Objectives: To establish a mouse model of trastuzumab-induced cardiotoxicity that aligns with clinical standard treatment protocols, assess the extent of histological damage across various chambers of the mouse heart, and investigate whether 2-dimensional speckle tracking echocardiography (2D-STE) can detect early cardiac dysfunction, while comparing the diagnostic effectiveness of various parameters in cardiotoxicity.

Methods: Mice were randomly assigned to a trastuzumab group (Trz), a doxorubicin-sequential-trastuzumab group (Dox-Trz), and a control group (Con). A mouse model of cardiotoxicity was developed according to clinical standard treatment protocols. Echocardiographic assessments were conducted prior to the experiment, at the end of the first, third, and fourth weeks, and at the conclusion of the experiment to measure and document cardiac function in the mice.
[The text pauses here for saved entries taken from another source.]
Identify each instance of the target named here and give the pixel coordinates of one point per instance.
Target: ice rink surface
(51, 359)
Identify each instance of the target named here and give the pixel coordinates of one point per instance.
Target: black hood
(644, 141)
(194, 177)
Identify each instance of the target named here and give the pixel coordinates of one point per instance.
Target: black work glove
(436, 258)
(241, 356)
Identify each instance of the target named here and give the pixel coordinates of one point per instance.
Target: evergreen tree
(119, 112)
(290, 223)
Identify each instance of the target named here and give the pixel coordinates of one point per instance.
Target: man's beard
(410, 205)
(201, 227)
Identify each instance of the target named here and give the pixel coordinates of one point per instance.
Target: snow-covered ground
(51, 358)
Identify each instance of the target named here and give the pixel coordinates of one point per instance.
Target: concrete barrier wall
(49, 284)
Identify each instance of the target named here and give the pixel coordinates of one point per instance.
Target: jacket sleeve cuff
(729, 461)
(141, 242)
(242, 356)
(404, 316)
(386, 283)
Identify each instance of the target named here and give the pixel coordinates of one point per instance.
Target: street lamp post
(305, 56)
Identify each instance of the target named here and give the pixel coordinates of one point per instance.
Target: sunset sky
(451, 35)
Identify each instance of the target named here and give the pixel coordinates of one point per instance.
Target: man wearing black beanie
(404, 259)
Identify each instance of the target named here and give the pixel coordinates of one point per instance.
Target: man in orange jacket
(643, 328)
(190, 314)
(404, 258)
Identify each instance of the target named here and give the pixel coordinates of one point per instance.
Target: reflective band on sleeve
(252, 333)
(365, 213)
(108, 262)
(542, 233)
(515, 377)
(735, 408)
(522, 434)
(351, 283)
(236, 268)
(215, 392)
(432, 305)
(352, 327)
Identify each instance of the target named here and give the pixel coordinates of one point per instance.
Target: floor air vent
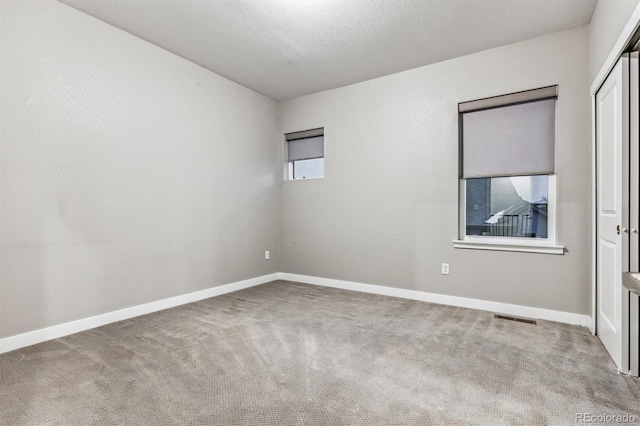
(525, 320)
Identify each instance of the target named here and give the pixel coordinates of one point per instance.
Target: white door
(609, 139)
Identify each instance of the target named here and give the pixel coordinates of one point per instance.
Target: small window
(305, 154)
(507, 171)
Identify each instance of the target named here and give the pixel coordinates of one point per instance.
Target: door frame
(618, 49)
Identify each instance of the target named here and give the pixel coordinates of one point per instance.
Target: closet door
(610, 111)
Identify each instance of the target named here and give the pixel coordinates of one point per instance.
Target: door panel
(609, 137)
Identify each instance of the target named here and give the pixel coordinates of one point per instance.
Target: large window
(305, 154)
(507, 172)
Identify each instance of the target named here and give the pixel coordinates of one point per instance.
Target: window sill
(501, 245)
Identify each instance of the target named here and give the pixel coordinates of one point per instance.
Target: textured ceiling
(288, 48)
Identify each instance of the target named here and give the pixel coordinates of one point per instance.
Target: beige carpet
(293, 354)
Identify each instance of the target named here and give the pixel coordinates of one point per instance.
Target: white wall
(127, 174)
(608, 19)
(387, 210)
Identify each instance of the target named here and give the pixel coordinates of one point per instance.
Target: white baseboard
(37, 336)
(31, 338)
(442, 299)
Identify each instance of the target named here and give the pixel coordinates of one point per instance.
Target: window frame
(547, 245)
(289, 165)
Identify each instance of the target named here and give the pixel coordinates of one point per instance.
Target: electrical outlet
(445, 269)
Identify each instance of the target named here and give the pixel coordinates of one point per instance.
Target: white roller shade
(304, 149)
(512, 140)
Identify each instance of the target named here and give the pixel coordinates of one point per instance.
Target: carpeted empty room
(319, 212)
(285, 353)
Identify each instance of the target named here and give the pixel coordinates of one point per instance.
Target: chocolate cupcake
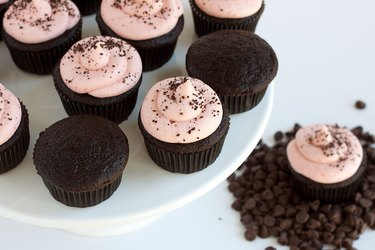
(327, 162)
(152, 27)
(237, 64)
(39, 32)
(87, 7)
(99, 75)
(213, 15)
(183, 124)
(81, 159)
(14, 130)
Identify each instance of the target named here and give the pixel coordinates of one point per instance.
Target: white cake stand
(147, 191)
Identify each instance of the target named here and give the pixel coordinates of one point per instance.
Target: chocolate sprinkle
(269, 205)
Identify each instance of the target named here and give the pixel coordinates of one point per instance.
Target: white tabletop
(326, 55)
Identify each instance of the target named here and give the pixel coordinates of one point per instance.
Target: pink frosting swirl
(229, 8)
(325, 153)
(10, 114)
(181, 110)
(37, 21)
(141, 19)
(101, 66)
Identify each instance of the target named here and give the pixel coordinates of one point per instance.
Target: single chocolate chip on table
(269, 204)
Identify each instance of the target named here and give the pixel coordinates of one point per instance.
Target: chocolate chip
(360, 104)
(270, 205)
(302, 217)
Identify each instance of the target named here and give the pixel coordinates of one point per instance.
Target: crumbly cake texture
(116, 108)
(154, 52)
(13, 151)
(81, 159)
(238, 65)
(205, 24)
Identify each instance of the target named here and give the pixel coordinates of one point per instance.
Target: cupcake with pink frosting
(326, 161)
(87, 7)
(39, 32)
(3, 6)
(151, 26)
(14, 130)
(184, 124)
(214, 15)
(99, 75)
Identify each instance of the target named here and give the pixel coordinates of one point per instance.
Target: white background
(326, 51)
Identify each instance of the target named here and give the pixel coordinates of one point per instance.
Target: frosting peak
(325, 153)
(101, 67)
(180, 102)
(96, 57)
(142, 7)
(10, 114)
(181, 110)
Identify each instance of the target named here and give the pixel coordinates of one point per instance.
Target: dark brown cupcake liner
(239, 104)
(14, 150)
(116, 108)
(83, 198)
(87, 7)
(184, 163)
(41, 58)
(331, 193)
(154, 52)
(205, 24)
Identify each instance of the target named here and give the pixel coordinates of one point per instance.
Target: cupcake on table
(14, 130)
(39, 32)
(327, 162)
(151, 26)
(213, 15)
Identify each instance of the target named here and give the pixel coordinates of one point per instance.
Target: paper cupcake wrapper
(205, 24)
(84, 198)
(41, 58)
(152, 57)
(87, 7)
(117, 111)
(184, 163)
(239, 104)
(14, 150)
(331, 193)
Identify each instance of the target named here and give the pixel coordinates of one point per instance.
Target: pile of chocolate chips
(271, 206)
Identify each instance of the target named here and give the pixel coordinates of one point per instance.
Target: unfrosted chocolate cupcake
(213, 15)
(152, 27)
(237, 64)
(14, 130)
(183, 124)
(99, 75)
(39, 32)
(327, 162)
(87, 7)
(81, 159)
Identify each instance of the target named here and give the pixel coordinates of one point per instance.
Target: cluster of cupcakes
(184, 119)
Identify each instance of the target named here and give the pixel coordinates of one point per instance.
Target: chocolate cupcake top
(10, 114)
(325, 153)
(229, 9)
(37, 21)
(101, 67)
(141, 19)
(232, 62)
(181, 110)
(81, 153)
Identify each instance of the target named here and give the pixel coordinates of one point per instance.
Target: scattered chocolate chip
(360, 104)
(270, 204)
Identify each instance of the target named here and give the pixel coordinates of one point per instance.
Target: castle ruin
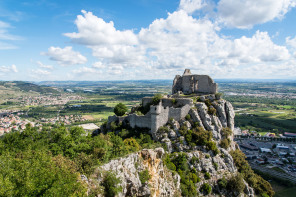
(190, 83)
(172, 107)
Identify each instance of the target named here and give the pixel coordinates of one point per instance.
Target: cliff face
(161, 182)
(203, 138)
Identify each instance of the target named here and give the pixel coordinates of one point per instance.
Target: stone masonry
(190, 83)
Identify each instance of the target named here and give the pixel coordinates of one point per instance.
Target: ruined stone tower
(190, 83)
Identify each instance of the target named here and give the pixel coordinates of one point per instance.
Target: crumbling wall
(140, 121)
(190, 83)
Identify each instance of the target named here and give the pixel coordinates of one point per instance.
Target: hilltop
(198, 156)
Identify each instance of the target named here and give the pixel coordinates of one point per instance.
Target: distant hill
(28, 86)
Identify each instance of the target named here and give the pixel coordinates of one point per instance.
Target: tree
(110, 183)
(156, 99)
(120, 109)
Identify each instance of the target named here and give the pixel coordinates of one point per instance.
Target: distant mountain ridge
(28, 86)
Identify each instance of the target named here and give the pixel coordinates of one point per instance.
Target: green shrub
(225, 143)
(226, 132)
(207, 175)
(144, 176)
(156, 99)
(131, 145)
(208, 103)
(180, 162)
(110, 183)
(206, 188)
(194, 160)
(212, 111)
(218, 95)
(215, 166)
(258, 183)
(120, 109)
(113, 126)
(236, 183)
(163, 129)
(187, 117)
(174, 101)
(212, 146)
(170, 165)
(222, 183)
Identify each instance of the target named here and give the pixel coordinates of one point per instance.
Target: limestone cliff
(210, 161)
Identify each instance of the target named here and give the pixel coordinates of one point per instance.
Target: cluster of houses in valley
(246, 132)
(11, 122)
(66, 120)
(47, 99)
Following this, the hearts of the mice were collected for histological analysis, including histopathological evaluation using H&E staining, quantitative assessment of myocardial fibrosis using Masson staining, and evaluation of myocardial cell apoptosis using a TUNEL kit.
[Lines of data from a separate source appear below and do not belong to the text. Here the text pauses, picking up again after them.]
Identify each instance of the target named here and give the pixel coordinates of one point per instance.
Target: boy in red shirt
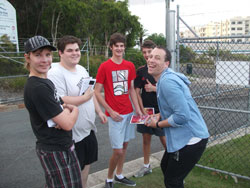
(116, 76)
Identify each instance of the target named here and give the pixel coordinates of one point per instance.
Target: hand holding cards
(136, 119)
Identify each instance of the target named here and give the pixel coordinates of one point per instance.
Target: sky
(193, 12)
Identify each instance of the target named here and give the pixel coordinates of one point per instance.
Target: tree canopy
(94, 20)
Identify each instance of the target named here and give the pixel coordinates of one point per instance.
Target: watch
(157, 124)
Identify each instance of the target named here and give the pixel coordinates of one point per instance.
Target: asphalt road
(19, 165)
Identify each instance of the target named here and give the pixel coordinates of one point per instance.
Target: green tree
(158, 39)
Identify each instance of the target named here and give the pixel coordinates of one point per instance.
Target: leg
(117, 154)
(163, 141)
(84, 175)
(122, 158)
(146, 147)
(180, 163)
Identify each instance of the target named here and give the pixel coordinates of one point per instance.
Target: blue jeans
(176, 166)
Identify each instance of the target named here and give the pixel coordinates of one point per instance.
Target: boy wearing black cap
(54, 145)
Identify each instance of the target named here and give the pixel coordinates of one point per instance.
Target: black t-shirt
(43, 103)
(149, 99)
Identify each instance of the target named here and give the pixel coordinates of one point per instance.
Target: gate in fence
(219, 71)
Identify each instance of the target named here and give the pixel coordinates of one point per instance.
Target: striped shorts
(61, 168)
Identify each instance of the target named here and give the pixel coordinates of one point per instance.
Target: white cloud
(193, 12)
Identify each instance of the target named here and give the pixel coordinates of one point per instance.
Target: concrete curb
(97, 179)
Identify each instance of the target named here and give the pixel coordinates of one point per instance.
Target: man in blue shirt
(185, 130)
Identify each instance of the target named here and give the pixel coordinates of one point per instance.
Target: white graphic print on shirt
(120, 82)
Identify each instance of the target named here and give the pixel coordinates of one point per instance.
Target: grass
(232, 156)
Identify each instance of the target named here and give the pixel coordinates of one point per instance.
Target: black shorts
(153, 131)
(87, 150)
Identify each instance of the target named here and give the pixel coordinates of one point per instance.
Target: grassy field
(236, 160)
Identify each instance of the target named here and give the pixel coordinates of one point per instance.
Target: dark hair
(168, 56)
(68, 39)
(116, 37)
(148, 44)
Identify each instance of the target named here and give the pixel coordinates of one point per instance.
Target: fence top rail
(221, 37)
(213, 42)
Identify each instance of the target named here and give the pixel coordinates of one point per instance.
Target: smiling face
(157, 63)
(71, 55)
(146, 52)
(39, 62)
(118, 49)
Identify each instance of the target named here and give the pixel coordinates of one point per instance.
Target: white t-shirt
(69, 84)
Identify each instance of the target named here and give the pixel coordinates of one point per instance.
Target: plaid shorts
(61, 168)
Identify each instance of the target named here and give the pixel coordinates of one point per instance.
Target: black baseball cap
(36, 42)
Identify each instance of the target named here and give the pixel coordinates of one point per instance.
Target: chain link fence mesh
(219, 71)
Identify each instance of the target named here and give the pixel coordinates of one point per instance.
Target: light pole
(170, 33)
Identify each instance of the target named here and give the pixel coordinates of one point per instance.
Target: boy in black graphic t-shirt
(54, 141)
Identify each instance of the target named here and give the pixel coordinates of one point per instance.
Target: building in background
(237, 26)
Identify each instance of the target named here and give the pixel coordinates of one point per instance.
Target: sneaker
(125, 181)
(109, 184)
(143, 171)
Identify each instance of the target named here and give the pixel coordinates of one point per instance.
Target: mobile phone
(91, 82)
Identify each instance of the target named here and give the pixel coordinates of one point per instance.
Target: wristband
(157, 125)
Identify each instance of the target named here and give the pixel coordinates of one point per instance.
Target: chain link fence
(219, 71)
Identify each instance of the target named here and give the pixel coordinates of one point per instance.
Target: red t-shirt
(116, 80)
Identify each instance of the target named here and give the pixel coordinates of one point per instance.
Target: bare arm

Results: H&E staining revealed myocardial cell pathology in the hearts of mice in both the Trz and Dox-Trz groups, whereas no abnormalities were observed in the Con group. Masson staining demonstrated a significant increase in interstitial fibrosis in the hearts of mice in the Trz and Dox-Trz groups, with a higher proportion of collagen fibers in the atria compared to the ventricles, and a higher proportion in the right ventricle compared to the left ventricle, with statistical significance. TUNEL staining results indicated a statistically significant increase in myocardial cell apoptosis in the Trz and Dox-Trz groups compared to the Con group. 2D-STE showed significantly reduced left ventricular global longitudinal strain (GLS) and global radial strain (GRS) from baseline in both Trz and Dox-Trz groups at T2. At T3, GLS and GRS were significantly lower in these groups compared to the Con group. Both groups also exhibited significantly reduced global circumferential strain (GCS) from baseline at T3, with the Dox-Trz group showing significantly lower GCS than the Con group. All differences were statistically significant. However, left ventricular ejection fraction (LVEF), left ventricular fractional shortening (LVFS) parameter only exhibited intergroup differences at T4. Notably, GLS demonstrated the highest diagnostic efficacy for trastuzumab-induced cardiotoxicity.

Conclusions: This study confirms that GLS, GRS, and GCS can predict early cardiac dysfunction in a mouse model using 2D-STE. Additionally, histological analysis further validated the overall nature of cardiac damage.